Here are some of her general thoughts on looking for low-EMF hearing aids:

"First off, I always recommend clients test their current hearing aids in airplane mode to see if it eliminates all wireless signals. Fingers crossed it will work. This is how I am able to use my hearing aids. Through my experience, I commonly find that hearing aid manufacturers don't fully understand what happens when their hearing aids are placed in airplane mode. Even if the manufacturer's literature states the airplane mode disables only the Bluetooth signal, it's still worth testing to see if it eliminates all wireless frequencies."

Basically, we can't trust the manufacturer and always need to verify. Even if the instructions say wireless can be disabled, you still need to verify. I have heard of some hearing aids allowing BlueTooth to be disabled, but still transmitting other bands of wireless frequencies. So VERIFY always! Here is the brand of meters I recommend for this task: Safe & Sound

So what models has Hannah found to be safer, allowing wireless to truly be disabled?

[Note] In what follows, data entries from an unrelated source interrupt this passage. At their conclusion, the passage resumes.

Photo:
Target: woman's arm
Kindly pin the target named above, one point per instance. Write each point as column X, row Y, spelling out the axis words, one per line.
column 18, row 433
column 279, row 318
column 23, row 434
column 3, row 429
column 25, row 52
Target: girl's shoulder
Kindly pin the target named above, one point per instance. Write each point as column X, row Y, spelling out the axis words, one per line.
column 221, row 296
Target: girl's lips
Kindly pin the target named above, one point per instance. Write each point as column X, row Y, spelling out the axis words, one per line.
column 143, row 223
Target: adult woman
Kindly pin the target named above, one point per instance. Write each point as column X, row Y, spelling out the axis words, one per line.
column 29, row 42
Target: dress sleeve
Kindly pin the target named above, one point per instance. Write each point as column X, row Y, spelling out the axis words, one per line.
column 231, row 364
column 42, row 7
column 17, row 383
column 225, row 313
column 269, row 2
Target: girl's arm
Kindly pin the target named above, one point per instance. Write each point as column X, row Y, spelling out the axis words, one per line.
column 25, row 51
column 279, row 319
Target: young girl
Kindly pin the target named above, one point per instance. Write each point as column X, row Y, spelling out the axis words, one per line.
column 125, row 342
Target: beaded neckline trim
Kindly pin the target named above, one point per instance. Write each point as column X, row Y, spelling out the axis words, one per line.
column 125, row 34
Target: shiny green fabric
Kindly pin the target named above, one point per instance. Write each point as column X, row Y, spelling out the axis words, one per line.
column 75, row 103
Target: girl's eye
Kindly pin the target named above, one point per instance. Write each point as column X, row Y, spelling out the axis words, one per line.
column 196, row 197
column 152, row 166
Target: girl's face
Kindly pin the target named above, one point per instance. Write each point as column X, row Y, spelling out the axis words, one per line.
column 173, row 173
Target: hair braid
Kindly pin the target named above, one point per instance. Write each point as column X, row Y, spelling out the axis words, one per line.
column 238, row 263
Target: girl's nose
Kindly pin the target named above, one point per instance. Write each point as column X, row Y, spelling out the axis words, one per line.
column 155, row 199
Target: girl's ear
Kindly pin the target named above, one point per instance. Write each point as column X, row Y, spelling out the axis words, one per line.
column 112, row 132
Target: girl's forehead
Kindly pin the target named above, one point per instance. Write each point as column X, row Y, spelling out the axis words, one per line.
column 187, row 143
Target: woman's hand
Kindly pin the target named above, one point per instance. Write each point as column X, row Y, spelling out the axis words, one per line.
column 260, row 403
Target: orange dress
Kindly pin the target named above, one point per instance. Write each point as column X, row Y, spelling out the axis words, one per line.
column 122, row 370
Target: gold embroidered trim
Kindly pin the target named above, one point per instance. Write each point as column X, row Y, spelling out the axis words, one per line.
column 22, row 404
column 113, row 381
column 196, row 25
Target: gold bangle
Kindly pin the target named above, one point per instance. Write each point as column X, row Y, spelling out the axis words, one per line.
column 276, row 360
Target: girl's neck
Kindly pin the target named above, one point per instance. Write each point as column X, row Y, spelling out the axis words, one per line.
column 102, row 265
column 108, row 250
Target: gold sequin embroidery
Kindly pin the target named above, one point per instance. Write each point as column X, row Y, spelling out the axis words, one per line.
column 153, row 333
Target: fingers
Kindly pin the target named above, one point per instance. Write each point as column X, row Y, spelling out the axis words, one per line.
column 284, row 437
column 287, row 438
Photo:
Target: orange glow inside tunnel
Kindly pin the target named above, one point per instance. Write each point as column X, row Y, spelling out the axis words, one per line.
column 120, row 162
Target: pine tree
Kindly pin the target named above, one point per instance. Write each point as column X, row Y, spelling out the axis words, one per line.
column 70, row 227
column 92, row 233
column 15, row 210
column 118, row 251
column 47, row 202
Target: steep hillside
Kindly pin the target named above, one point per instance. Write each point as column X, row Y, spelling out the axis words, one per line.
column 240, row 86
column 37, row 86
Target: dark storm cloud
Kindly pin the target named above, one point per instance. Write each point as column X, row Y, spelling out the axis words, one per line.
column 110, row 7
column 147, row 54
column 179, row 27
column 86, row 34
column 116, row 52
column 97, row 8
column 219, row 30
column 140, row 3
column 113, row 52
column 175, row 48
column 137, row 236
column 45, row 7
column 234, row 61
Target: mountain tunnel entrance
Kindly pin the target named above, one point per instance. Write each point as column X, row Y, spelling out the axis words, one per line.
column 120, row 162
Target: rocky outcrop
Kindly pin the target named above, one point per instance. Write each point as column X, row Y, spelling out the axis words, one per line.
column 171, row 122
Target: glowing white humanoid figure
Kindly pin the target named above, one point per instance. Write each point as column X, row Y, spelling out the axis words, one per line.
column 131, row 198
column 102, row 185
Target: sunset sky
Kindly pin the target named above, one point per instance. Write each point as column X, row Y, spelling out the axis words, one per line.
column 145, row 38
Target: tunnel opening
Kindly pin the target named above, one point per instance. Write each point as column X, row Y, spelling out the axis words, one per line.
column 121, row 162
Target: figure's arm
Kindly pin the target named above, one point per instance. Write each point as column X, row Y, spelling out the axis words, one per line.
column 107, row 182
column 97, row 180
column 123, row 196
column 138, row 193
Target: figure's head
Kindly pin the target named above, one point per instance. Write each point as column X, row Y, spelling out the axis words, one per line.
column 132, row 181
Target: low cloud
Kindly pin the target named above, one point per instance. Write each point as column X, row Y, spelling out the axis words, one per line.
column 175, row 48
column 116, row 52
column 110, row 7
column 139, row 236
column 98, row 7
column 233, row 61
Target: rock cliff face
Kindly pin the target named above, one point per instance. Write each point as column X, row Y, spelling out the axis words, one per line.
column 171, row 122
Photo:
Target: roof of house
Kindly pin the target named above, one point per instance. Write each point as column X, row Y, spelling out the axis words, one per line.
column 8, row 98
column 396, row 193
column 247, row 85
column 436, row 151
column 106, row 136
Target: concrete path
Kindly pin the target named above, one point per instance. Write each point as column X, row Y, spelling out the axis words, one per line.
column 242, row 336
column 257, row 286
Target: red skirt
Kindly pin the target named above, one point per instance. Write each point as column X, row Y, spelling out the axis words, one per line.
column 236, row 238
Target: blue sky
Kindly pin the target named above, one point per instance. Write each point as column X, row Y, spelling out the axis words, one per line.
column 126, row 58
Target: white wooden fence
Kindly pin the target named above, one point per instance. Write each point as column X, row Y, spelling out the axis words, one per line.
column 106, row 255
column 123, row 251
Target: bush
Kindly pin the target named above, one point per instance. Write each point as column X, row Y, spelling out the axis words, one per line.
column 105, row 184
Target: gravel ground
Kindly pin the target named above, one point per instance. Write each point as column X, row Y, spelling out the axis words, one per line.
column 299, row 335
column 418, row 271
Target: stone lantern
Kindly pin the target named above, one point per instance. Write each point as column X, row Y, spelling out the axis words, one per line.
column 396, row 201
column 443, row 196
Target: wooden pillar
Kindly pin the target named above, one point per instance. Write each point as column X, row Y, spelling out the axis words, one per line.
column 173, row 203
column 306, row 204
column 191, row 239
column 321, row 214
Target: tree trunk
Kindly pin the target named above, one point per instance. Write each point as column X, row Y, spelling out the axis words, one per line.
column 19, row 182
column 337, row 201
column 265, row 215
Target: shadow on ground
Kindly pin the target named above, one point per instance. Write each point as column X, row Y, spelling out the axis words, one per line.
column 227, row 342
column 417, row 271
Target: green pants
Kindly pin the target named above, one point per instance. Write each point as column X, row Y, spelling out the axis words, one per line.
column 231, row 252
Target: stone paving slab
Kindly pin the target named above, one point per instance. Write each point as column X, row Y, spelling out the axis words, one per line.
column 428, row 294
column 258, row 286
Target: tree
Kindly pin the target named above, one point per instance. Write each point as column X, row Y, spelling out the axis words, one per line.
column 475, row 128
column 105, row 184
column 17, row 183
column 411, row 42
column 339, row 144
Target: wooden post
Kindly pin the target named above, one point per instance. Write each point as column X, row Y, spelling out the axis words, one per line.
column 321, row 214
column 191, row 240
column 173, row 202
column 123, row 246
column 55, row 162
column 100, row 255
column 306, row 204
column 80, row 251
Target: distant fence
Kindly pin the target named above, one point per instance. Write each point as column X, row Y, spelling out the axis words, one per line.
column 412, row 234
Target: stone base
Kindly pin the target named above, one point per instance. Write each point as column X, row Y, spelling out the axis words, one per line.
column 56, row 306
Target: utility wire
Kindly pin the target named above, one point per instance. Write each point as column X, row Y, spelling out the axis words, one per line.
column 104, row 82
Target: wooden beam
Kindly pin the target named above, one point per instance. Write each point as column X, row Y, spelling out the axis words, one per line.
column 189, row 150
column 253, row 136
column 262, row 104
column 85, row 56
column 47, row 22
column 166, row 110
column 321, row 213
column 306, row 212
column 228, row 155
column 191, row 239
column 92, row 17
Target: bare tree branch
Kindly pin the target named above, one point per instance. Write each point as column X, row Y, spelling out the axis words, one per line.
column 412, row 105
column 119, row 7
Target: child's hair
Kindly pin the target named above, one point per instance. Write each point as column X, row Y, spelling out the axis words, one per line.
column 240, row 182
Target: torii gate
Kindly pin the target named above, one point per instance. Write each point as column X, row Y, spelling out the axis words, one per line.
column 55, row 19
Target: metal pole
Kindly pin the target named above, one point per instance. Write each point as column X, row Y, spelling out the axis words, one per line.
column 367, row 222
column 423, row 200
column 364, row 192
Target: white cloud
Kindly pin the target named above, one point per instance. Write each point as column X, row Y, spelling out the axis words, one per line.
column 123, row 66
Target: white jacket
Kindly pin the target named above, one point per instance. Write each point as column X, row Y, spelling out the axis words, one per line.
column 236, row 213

"There are two models I recommend: the Phonak Brio 4 I-10 NW (in-the-ear) model and the Kirkland KS10.0 (behind-the-ear). The Phonak Brio 4 is a true non-wireless model. The Kirkland KS10.0 model is only non-wireless when it is operated in airplane mode."

Specifics about the Phonic Brio:

"As a true non-wireless hearing aid, the Phonak Brio 4 NW model contains no wireless transmitters (no Bluetooth transmitter and no ear-to-ear RF communication). These hearing aids do not "talk" to each other (if you wear two) like wireless hearing aids do and they are much more rudimentary in terms of their capabilities for interpreting surrounding environments. Meaning they really just amplify everything (with more amplification happening at the frequencies the wearer has lost). Whereas wireless digital hearing aids are much more sophisticated in terms of being able to interpret the surrounding environments and tone down nuisance sounds. I think it is safe to say that the sound quality coming out of a non-wireless non-digital hearing aid is not as 'good' as a wireless digital hearing aid, but personally, there was no internal debate for me: I had to have non-wireless hearing aids. No negotiations. I did not (and still do not) want wireless devices in my ears sending signals through my brain! Thanks... but, I'll pass. I would have gone without hearing aids, which would have meant tuning out the sounds of the world around me, then plug a wireless device directly into my ear."

And the Kirkland KS 10.0:

"The Kirkland KS10.0 model is a behind-the-ear model, which is great for folks with small ear canals (like myself). The KS10.0 model is a wireless digital hearing aid, but when operated in airplane mode, all RF signals are disabled. This is where testing came in handy! The manufacturer claimed airplane mode was going to disable only the Bluetooth signal, but from my testing, I discovered airplane mode actually disabled both the Bluetooth signal and the ear-to-ear RF communication!"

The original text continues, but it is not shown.